Provate a immaginarvela l’Italia del ’46.
L’Italia delle macerie, delle campagne incolte, delle città ferite, dei tanti rientrati da poco da una prigionia prolungata ben oltre la fine della guerra, l’Italia dei paesi che non erano tanto diversi da quelli raccontati da Carlo Levi in Cristo si è fermato a Eboli, l’Italia dove per tanti mettere insieme pranzo e cena era una scommessa.
Un’Italia che oggi sembra lontanissima, ma che non lo è poi così tanto.
Sergio Tofano, in arte Sto, che nasce nel 1886 e muore nel 1973, quell’Italia l’ha attraversata tutta ed è stato un protagonista straordinario della vita culturale italiana; attore, regista, illustratore, pubblicitario, scrittore, docente, sceneggiatore, non c’è stato ambito delle arti espressive che Sto non abbia toccato e nel quale non abbia lasciato il segno.
Uno per tutti il Signor Bonaventura, per decenni fortunatissimo personaggio del fumetto italiano che esordisce nel 1917 su Il Corriere dei Piccoli che lo pubblicherà fino al 1978 e che guadagnerà tanto successo da avere successivi adattamenti teatrali, televisivi e cinematografici.
Signor Bonaventura che nel suo tratto futurista e con le sue avventure rocambolesche e semiserie è un gran lavoratore che affronta spavaldamente le sventure della vita, ne viene ricompensato con il famoso e iperbolico milione che puntualmente spende a vanvera per poi ricominciare il ciclo della sventura-avventura.
Ebbene, nell’Italia del ’46, nel Natale del ’46, così lontano da noi o forse così simile al nostro, Sto lascia un segno dimenticato che oggi più che mai vale la pena invece di riproporre.
È una filastrocca, linguaggio che da grande attore teatrale gli era congeniale, difficilissimo da costruire nella sua apparente semplicità ritmata.
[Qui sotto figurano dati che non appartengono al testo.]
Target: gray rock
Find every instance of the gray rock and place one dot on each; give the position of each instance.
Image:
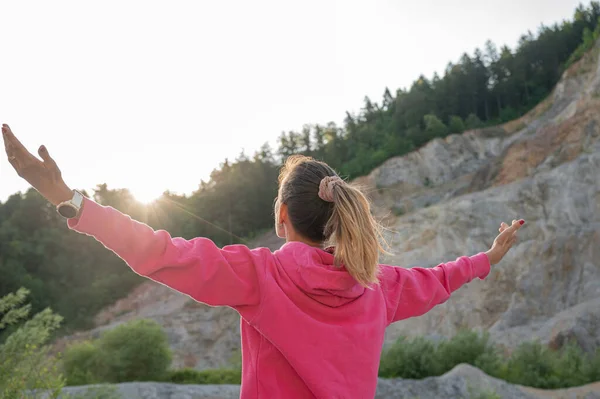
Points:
(462, 382)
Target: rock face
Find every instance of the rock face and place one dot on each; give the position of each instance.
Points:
(547, 172)
(462, 382)
(446, 200)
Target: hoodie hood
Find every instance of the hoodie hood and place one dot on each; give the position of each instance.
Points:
(314, 272)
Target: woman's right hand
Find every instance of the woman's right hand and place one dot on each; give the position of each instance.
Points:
(505, 240)
(44, 176)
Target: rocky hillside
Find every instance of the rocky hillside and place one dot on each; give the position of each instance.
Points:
(447, 199)
(462, 382)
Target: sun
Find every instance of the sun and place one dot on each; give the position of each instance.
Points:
(146, 195)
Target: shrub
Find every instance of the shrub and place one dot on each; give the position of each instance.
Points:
(216, 376)
(473, 122)
(82, 364)
(456, 124)
(415, 358)
(26, 364)
(465, 347)
(134, 351)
L’albero di Natale s’intitola la filastrocca ed è una storia di altri tempi.
È la storia di un papà che esce di casa per comprare la strenna di Natale al figlio Vittorino con tutti i suoi risparmi e che, per strada, s’imbatte nella pubblicità del Prestito per la Ricostruzione e allora pensa che “…più che un figlio c’è una mamma, la Patria, che dai figli aiuto attende…”.
In questa frase c’è tutto, l’esito lo potete immaginare.
Il papà con i risparmi sottoscrive una cartella del Prestito e torna a casa con l’orgoglio di avere fatto il proprio dovere e con il dispiacere di lasciare il bambino senza regalo.
La storia però ha un buon fine, magari manzoniano, ma va bene così.
Leggetela la filastrocca, ingrandite l’immagine e leggetela, e se potete e volete fatela leggere ad altri, condividetela sui vostri social e sulle vostre chat perché, vedete, L’albero di Natale del 46 è il miglior augurio che possiamo fare.
L’albero di Natale del ’46 è il miglior augurio che possiamo farci per riprendere la strada senza lasciare nessuno indietro.